Cry Babe is a Portland, Oregon trio consisting of Anaïs Genevieve, Madaline Putney and Rose Reinholz. Back in 2019 we wrote about their debut release, “Be Cool”, describing how the songs combined candid and snarling tones and offered a maximalist vocal approach that gave the songs real nuance and life. Think “somewhere between a soulful and timeless lilt and a Mitski-style loud-quiet crunchy indie rock,” we wrote, the vocals “morphing from soft and dreamy to powerful yelp.”
This summer sees the release of Farther Away, a full-length Cry Babe album, and one which shows a clear evolution from the earlier release. The trio have embraced the dark, heavier side of their sound, a new commitment that extends right down to the metal typography of the artwork. The spirit set out on “Be Cool” is still present—the vocal range, the clever writing—but now everything is delivered with a newfound weight.
Take lead single ‘A Girl Walks Home Alone At Night’. Opening with a doom-laden stagger, the track brings to mind the likes of Yowler‘s Black Dog in My Path, though from within this sluggish mass rise small channels of lightness and energy. The vocals are crooned and clear, and capable of dragging the drums into a frantic rhythm that attempts to escape the consuming dark of the rest of the sound.
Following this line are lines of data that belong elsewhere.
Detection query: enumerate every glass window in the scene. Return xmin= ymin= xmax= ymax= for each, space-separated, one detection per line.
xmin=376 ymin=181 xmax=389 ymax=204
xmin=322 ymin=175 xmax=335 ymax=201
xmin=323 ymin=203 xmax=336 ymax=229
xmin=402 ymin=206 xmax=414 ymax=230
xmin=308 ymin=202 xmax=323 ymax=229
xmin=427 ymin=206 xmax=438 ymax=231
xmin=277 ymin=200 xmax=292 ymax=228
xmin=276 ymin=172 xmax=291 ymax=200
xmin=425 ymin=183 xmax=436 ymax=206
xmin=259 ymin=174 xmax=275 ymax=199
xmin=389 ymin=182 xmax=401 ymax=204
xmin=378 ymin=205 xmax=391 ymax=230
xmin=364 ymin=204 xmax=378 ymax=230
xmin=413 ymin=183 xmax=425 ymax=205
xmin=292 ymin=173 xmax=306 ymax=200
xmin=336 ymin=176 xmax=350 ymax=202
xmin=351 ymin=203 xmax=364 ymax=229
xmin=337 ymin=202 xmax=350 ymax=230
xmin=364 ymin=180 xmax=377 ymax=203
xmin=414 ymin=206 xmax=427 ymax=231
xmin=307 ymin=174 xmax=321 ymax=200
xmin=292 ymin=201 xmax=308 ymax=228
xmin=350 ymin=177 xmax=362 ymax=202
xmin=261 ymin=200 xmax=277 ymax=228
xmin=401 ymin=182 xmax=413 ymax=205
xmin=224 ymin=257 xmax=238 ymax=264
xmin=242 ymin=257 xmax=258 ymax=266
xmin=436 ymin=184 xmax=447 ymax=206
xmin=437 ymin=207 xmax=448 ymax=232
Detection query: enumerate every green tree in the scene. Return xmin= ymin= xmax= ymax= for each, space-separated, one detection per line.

The feat is never quite achieved, every acceleration matched by a new deep dark lull, but nevertheless, there are moments of release in the crescendos.
This effect is perhaps unsurprising given the inspiration of the track. “The name came about because our lead singer wanted a title that would let anyone know what the song was about,” they explain. “So we went with an homage to one of our favourite movies, whose starring actor, Sheila Vand, has coincidentally seen our band perform.” That is Ana Lily Amirpour’s A Girl Walks Home Alone at Night, a film which inverts its own title to present a protagonist not only able to walk alone in the dark, but to flourish there.